[EM] Condorcet How?
Juho
juho4880 at yahoo.co.uk
Thu Apr 8 10:49:37 PDT 2010
On Apr 8, 2010, at 3:29 AM, robert bristow-johnson wrote:
> On Apr 7, 2010, at 6:25 PM, Dave Ketchum wrote:
>
>> This is some thought about keeping it simple, yet doable.
>>
>> I will lean toward Ranked Pairs with margins,
>
> not sure what "with margins" does.
There are different approaches to determining the strength of the
pairwise comparisons.
Let's say that there are 100 voters. 40 voters prefer A to B. 35
voters prefer B to A. The remaining 25 have not indicated any
preference between A and B.
The most common ways to measure how strongly the voters preferred A
over B are margins and winning votes. In this example the margin of
this comparison is 5 (40-35). Winning votes counts the votes that
preferred the winner (A) over the loser (B). In this example the
strength of B's defeat to A is 40. A's defeat strength (to B) is
considered to be 0 since A won.
Depending on which approach a Condorced method uses the winner may
change. These two approaches differ only if some voters do not
indicate any preference between A and B. For example margins considers
victory 45 against 10 to be stronger than 49 against 48, but winning
votes considers the latter opinion to be stronger.
There are also other approaches like counting the opposing votes
(without considering which one of the candidates wins). Or one could
for example make the margins proportional to the number of voters that
had an opinion => (40-35)/(40+35) or maybe 40/(40+35). But margins and
winning votes are the ones that are most commonly used.
> i think that it's likely that in the worst case of a goddamn cycle,
> that probably Markus's method would better reflect the will of the
> voters than Tideman, but the two don't disagree with a cycle of 3 in
> the Smith set, and i think that if either were adopted, it would be
> a few millennia before there would be a Condorcet-decided election
> that would be decided differently between Tideman and Schulze.
Yes, it could take a really long time before we would get a top level
cycle with four or more members and where these two methods would give
different winner, assuming that all candidates are ranked in all
votes.
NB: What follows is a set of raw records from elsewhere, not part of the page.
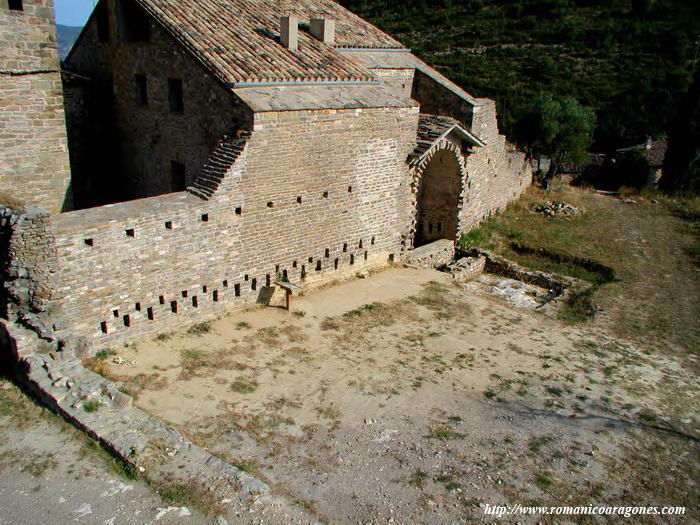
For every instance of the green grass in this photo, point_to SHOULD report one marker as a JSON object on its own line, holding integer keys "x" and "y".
{"x": 199, "y": 328}
{"x": 91, "y": 406}
{"x": 244, "y": 385}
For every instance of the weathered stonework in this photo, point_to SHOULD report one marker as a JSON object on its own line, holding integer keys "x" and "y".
{"x": 34, "y": 165}
{"x": 308, "y": 183}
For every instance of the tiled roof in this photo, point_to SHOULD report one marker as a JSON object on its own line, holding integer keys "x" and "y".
{"x": 432, "y": 127}
{"x": 238, "y": 40}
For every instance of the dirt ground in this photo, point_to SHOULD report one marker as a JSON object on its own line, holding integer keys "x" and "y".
{"x": 407, "y": 398}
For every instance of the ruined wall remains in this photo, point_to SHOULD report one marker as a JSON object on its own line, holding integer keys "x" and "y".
{"x": 496, "y": 175}
{"x": 34, "y": 165}
{"x": 293, "y": 206}
{"x": 153, "y": 129}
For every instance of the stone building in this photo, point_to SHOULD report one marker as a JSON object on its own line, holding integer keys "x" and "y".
{"x": 218, "y": 146}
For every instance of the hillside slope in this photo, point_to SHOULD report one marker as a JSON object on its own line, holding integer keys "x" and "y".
{"x": 628, "y": 59}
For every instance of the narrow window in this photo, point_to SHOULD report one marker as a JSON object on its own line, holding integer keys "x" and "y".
{"x": 178, "y": 176}
{"x": 141, "y": 90}
{"x": 102, "y": 15}
{"x": 175, "y": 98}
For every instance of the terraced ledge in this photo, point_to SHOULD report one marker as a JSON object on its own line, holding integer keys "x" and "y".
{"x": 94, "y": 404}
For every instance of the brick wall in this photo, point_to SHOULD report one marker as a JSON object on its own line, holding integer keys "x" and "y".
{"x": 34, "y": 163}
{"x": 148, "y": 137}
{"x": 124, "y": 268}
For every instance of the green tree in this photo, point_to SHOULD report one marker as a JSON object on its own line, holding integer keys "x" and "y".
{"x": 557, "y": 127}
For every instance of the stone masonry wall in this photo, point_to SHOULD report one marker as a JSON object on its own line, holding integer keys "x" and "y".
{"x": 152, "y": 265}
{"x": 34, "y": 164}
{"x": 496, "y": 175}
{"x": 152, "y": 136}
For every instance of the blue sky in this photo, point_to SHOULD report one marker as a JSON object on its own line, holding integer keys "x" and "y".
{"x": 73, "y": 12}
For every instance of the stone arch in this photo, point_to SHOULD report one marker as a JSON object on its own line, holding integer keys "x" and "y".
{"x": 438, "y": 193}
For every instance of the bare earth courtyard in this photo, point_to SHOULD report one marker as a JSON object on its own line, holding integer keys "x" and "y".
{"x": 408, "y": 398}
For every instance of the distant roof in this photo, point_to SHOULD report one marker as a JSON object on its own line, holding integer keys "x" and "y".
{"x": 432, "y": 128}
{"x": 238, "y": 40}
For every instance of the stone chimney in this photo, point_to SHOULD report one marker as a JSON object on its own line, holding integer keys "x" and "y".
{"x": 323, "y": 29}
{"x": 289, "y": 32}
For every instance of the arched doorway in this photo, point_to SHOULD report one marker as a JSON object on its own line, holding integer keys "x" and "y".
{"x": 438, "y": 199}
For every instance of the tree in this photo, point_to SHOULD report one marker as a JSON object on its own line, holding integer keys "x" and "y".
{"x": 556, "y": 127}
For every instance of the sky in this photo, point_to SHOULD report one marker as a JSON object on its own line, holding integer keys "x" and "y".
{"x": 73, "y": 12}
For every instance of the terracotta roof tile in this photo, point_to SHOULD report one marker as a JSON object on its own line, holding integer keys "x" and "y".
{"x": 238, "y": 40}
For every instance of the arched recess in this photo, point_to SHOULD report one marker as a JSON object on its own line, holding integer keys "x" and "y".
{"x": 438, "y": 187}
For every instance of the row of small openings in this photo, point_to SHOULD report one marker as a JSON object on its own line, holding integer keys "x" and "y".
{"x": 194, "y": 299}
{"x": 437, "y": 227}
{"x": 131, "y": 232}
{"x": 299, "y": 199}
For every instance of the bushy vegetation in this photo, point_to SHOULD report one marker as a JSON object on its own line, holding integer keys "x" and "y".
{"x": 629, "y": 60}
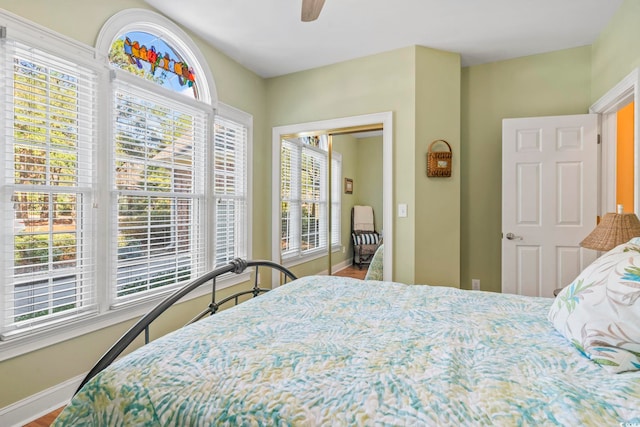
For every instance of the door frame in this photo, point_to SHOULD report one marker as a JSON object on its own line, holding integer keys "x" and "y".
{"x": 626, "y": 91}
{"x": 384, "y": 118}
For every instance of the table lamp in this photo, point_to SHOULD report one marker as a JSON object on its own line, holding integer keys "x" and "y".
{"x": 613, "y": 230}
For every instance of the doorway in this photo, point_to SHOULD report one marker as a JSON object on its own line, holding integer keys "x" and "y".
{"x": 338, "y": 126}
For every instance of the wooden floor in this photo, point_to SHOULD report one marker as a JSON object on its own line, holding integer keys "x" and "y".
{"x": 352, "y": 271}
{"x": 45, "y": 420}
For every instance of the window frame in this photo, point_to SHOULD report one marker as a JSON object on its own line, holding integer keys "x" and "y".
{"x": 106, "y": 315}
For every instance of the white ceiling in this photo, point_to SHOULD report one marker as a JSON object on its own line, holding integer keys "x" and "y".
{"x": 268, "y": 37}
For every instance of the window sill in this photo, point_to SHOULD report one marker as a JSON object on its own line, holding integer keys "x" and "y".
{"x": 294, "y": 260}
{"x": 22, "y": 343}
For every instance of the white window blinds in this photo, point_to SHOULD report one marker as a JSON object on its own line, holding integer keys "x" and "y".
{"x": 336, "y": 198}
{"x": 230, "y": 190}
{"x": 49, "y": 130}
{"x": 158, "y": 190}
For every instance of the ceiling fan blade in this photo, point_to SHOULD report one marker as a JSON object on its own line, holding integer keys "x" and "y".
{"x": 311, "y": 9}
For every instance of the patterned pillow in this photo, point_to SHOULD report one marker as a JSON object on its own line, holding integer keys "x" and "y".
{"x": 365, "y": 238}
{"x": 599, "y": 312}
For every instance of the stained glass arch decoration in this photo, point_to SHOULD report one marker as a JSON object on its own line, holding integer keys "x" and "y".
{"x": 152, "y": 47}
{"x": 150, "y": 57}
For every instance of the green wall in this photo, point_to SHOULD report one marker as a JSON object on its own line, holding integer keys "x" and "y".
{"x": 362, "y": 162}
{"x": 616, "y": 52}
{"x": 452, "y": 233}
{"x": 372, "y": 84}
{"x": 548, "y": 84}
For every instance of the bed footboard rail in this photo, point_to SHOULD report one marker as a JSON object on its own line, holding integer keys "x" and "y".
{"x": 236, "y": 266}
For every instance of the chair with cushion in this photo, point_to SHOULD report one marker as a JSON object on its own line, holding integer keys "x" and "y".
{"x": 365, "y": 238}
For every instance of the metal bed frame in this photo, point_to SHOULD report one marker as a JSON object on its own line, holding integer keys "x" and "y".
{"x": 236, "y": 266}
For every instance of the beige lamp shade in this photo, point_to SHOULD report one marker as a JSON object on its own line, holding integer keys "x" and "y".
{"x": 613, "y": 230}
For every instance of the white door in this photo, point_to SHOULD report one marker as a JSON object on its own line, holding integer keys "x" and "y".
{"x": 549, "y": 201}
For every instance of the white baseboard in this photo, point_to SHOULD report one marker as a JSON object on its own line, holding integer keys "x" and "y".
{"x": 35, "y": 406}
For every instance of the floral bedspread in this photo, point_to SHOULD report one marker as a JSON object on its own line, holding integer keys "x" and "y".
{"x": 337, "y": 351}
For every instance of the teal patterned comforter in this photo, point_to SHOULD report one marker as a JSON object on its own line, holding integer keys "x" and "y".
{"x": 336, "y": 351}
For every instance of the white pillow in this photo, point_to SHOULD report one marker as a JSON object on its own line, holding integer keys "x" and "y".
{"x": 599, "y": 312}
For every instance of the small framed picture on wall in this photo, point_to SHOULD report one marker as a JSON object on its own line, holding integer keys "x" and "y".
{"x": 348, "y": 186}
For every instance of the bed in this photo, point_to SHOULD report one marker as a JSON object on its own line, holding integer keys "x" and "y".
{"x": 324, "y": 350}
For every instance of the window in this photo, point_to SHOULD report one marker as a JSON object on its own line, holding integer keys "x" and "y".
{"x": 49, "y": 117}
{"x": 156, "y": 198}
{"x": 304, "y": 191}
{"x": 159, "y": 151}
{"x": 230, "y": 185}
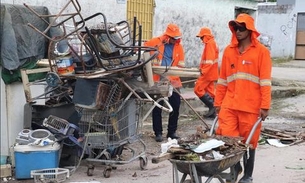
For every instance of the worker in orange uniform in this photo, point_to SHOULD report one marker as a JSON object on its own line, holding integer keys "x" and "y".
{"x": 171, "y": 53}
{"x": 243, "y": 92}
{"x": 205, "y": 84}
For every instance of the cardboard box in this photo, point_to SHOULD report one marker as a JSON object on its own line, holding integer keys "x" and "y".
{"x": 29, "y": 158}
{"x": 6, "y": 170}
{"x": 300, "y": 52}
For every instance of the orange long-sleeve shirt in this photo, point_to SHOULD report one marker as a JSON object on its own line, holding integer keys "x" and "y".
{"x": 178, "y": 58}
{"x": 245, "y": 79}
{"x": 209, "y": 60}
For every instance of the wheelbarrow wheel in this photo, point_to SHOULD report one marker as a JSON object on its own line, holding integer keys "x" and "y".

We could however get much sooner a difference between a method
that uses margins and a method that uses winning votes. The number of
voters that do not take position on all pairwise comparisons may vary
a lot between different pairwise comparisons. People may e.g. not rank
the candidates of the competing wing/party. And if there are many
candidates that are about equal in strength margins and winning votes
could quite well elect a different winner.
There are also different ways to solve the cycles. The Tideman and
Schulze methods use both the approach of overruling some of the
smallest expressed pairwise opinions, creating a linear social
preference order, and they use chains of victories to determine the
strength of each candidate. Some other methods like minmax base the
decision solely on how each candidate relates pairwise to other
candidates (at one step, i.e. paths of defeats are not considered).
One key reason behind these various approaches to solving circular
preferences is the interest to develop methods that are immune to
clones. In practice this means interest not to punish or reward
parties/wings if they nominate multiple candidates. Condorcet doesn't
have problems with clones when there are no cycles. And clone problems
in the presence of cycles may also be quite rare. But nevertheless,
different approaches to solve these problems have been proposed.
Just to mention one clone risk elimination approach that differs from
the approach in the above mentioned two methods, one could explicitly
indicate which candidates are considered to be clones. One could let
the nominated candidates to be grouped so that they form a tree-like
hierarchy. Defeats to candidates in another branch would be considered
stronger than defeats within one branch. The simplest approach is to
elect the candidate whose worst defeat is smallest.